3. Exercise Aerobically
Aerobic exercise increases BDNF (brain fertilizer), reduces amyloid accumulation, and measurably increases hippocampal volume—the brain region first affected by Alzheimer’s. 150 minutes of moderate aerobic exercise weekly is the evidence-based dose.
4. Stay Socially Connected
Socially isolated older adults have 60% higher dementia risk in meta-analyses. Quality matters as much as quantity—deep relationships are more protective than superficial contact.
5. Keep Learning New Things
“Cognitive reserve” is built through a lifetime of mental engagement. Learn a new language, musical instrument, or complex skill. The novelty and difficulty of the task matter—activities that challenge you beyond your current ability build the most reserve.

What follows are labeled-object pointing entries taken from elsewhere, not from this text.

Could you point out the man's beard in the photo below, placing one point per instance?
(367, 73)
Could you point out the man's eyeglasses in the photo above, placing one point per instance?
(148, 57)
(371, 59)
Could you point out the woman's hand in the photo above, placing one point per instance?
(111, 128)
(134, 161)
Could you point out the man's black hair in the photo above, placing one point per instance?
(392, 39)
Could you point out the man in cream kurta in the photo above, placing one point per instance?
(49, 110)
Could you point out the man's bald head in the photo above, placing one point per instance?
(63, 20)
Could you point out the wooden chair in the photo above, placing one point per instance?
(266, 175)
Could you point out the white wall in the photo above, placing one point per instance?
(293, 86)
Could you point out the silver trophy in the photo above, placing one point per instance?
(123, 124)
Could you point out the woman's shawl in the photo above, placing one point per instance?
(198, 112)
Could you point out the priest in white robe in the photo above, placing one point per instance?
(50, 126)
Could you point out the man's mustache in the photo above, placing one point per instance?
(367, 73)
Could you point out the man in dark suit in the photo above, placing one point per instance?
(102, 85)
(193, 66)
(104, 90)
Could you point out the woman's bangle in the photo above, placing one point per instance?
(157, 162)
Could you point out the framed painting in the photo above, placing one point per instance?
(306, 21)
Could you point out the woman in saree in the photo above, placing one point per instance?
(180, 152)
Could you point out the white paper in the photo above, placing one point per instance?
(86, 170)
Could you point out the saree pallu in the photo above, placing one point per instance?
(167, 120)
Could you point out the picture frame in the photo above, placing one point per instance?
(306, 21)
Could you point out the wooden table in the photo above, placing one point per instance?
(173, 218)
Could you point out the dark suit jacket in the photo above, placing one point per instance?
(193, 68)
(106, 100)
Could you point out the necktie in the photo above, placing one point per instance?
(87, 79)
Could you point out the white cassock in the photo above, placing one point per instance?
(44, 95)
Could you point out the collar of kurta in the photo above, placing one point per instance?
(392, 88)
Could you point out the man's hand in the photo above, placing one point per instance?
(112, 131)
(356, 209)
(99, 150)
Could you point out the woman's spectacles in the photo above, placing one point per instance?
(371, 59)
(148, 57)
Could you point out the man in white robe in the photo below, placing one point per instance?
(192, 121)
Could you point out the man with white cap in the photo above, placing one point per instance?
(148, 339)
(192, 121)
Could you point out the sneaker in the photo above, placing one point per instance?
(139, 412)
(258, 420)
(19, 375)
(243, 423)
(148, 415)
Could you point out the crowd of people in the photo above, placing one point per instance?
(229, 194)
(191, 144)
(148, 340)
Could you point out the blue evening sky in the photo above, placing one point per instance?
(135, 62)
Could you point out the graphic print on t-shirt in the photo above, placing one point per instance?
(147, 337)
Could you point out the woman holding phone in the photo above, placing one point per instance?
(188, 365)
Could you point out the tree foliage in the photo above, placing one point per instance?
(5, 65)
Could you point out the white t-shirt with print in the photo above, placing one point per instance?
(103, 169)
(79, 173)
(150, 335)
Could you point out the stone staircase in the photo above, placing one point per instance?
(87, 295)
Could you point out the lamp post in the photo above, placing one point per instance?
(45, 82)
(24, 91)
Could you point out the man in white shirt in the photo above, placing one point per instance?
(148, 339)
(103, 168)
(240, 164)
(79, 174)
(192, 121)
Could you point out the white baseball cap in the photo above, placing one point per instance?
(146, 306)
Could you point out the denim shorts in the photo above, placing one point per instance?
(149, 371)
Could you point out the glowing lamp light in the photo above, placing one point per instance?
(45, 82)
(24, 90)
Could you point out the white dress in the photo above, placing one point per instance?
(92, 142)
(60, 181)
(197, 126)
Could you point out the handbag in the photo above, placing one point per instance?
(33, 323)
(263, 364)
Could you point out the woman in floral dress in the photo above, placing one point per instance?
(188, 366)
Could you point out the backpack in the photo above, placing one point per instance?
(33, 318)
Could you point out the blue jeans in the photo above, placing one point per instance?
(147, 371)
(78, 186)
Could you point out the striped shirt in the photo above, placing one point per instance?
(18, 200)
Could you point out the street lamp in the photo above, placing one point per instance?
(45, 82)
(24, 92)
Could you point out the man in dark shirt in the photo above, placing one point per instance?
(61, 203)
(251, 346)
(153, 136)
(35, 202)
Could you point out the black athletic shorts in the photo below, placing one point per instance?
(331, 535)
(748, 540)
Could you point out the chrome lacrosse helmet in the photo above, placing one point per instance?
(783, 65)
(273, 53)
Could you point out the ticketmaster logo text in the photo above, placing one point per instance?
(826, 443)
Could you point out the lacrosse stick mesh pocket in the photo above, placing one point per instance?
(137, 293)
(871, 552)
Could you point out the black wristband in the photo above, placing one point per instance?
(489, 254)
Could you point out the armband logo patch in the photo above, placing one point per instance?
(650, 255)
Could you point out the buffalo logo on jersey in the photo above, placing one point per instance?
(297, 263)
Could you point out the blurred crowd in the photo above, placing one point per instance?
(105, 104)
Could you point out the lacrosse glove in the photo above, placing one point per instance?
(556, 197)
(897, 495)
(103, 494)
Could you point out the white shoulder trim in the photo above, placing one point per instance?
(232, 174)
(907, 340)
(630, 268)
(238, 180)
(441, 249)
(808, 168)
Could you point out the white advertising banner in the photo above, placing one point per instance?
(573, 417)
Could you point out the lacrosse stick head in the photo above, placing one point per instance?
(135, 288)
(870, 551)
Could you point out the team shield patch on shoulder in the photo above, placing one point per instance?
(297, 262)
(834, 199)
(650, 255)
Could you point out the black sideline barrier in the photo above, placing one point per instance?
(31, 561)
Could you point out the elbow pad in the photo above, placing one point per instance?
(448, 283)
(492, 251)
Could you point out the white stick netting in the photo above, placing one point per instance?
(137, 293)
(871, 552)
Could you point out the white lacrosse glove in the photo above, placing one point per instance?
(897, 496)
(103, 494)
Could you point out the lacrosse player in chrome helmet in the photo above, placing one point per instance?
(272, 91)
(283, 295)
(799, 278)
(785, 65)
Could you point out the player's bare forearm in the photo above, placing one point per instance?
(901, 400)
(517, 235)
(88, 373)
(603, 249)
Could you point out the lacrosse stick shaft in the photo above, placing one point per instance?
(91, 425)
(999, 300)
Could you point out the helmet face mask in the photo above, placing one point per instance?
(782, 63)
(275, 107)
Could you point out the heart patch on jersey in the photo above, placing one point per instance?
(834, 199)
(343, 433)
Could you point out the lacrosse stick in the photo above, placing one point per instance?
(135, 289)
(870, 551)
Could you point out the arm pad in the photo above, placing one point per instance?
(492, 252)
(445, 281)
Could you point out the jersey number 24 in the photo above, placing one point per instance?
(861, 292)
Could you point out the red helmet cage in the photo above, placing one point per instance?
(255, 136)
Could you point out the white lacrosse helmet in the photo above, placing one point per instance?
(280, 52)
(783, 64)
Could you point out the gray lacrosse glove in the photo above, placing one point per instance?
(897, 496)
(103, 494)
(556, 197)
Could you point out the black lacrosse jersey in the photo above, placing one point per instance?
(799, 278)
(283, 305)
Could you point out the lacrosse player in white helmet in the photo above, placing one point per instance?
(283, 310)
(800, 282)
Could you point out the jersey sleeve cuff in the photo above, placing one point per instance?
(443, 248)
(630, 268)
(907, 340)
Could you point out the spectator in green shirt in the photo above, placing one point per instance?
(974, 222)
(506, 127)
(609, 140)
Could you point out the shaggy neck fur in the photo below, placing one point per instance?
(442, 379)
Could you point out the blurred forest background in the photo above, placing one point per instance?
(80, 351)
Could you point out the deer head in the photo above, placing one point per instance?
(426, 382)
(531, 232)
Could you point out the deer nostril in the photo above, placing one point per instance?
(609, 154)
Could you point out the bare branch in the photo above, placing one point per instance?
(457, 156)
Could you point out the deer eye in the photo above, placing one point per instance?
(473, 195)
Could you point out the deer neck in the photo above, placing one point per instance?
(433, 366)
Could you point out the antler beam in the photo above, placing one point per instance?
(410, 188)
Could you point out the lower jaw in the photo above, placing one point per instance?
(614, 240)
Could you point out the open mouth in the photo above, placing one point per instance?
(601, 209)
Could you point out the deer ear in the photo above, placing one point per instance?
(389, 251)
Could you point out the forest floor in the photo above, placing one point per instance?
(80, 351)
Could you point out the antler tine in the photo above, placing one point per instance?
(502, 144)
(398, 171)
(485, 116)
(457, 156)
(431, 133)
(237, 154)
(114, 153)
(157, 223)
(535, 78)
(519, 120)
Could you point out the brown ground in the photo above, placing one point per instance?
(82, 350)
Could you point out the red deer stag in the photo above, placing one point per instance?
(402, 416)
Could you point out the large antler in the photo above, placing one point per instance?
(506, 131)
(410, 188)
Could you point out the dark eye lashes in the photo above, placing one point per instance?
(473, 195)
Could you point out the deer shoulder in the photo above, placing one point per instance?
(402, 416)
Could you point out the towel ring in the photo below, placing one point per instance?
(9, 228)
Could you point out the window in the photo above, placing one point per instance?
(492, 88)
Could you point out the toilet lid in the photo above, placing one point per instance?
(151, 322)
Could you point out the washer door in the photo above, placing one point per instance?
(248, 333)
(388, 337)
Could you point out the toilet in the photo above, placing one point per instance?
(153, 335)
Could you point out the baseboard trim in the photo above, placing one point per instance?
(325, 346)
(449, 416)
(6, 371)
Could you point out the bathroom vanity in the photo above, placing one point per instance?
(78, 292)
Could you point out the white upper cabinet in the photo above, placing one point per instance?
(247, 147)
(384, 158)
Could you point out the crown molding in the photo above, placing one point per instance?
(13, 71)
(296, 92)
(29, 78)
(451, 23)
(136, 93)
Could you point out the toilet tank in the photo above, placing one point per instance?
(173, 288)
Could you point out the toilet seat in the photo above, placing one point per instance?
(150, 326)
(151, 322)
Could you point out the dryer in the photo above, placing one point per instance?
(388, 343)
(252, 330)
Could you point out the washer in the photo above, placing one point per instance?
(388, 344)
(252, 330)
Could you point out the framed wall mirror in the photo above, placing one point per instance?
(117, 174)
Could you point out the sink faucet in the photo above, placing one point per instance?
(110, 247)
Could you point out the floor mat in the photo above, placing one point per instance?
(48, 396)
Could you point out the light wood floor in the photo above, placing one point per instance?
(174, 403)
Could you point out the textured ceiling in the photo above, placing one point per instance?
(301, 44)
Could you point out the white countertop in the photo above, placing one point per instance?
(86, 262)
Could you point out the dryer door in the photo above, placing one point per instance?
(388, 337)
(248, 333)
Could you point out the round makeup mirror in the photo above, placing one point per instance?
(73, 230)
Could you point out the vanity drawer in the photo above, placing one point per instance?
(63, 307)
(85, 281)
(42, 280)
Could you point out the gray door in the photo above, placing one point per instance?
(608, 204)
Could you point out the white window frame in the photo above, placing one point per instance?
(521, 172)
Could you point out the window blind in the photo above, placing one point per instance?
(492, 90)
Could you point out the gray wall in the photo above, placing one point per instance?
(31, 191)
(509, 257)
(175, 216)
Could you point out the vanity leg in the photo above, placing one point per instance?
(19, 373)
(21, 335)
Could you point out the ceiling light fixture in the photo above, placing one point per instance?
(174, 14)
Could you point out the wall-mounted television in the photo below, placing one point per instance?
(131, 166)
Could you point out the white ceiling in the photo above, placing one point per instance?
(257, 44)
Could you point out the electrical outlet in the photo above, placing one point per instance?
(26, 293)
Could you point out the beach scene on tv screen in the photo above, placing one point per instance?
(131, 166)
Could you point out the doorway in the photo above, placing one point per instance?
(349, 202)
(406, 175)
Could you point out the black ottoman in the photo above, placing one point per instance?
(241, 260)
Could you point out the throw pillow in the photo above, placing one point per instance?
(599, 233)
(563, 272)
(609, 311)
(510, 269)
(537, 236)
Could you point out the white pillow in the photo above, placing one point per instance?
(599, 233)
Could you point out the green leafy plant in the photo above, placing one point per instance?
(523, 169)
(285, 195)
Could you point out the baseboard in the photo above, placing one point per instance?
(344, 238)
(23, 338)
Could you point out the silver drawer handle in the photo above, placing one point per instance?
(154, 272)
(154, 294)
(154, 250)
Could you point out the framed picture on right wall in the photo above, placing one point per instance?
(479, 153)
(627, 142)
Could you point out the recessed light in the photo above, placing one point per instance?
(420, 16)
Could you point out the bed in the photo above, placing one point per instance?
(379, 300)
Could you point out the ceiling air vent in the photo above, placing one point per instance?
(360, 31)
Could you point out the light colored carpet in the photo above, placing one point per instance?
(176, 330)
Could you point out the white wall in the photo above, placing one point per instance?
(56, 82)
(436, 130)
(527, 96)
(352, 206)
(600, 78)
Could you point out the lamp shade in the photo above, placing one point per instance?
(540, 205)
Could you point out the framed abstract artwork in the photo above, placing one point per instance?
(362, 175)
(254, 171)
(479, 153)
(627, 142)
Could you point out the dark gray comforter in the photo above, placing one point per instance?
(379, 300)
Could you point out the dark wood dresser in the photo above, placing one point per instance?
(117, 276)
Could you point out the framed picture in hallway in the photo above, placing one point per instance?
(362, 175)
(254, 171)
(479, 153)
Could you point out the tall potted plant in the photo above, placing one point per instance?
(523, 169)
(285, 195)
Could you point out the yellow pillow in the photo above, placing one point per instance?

6. Eat a Brain-Protective Diet
The MIND diet reduced Alzheimer’s risk by 53% in high-adherence participants in a 2015 Rush University study. Key foods: leafy greens daily, berries at least twice weekly, nuts, olive oil, fish, and legumes.
7. Protect Your Hearing
Hearing loss is the single largest modifiable dementia risk factor per the Lancet Commission, associated with 2x increased risk. Wear hearing aids if prescribed—research shows hearing aid use reduces cognitive decline rates toward those of people without hearing loss.
8. Manage Depression
Both midlife and late-life depression are independent dementia risk factors. Depression causes hippocampal atrophy and elevated neuroinflammation. Treat it aggressively through therapy, medication when indicated, and lifestyle modification. Your brain is not destined to decline—many changes attributed to “normal aging” are largely consequences of modifiable behaviors.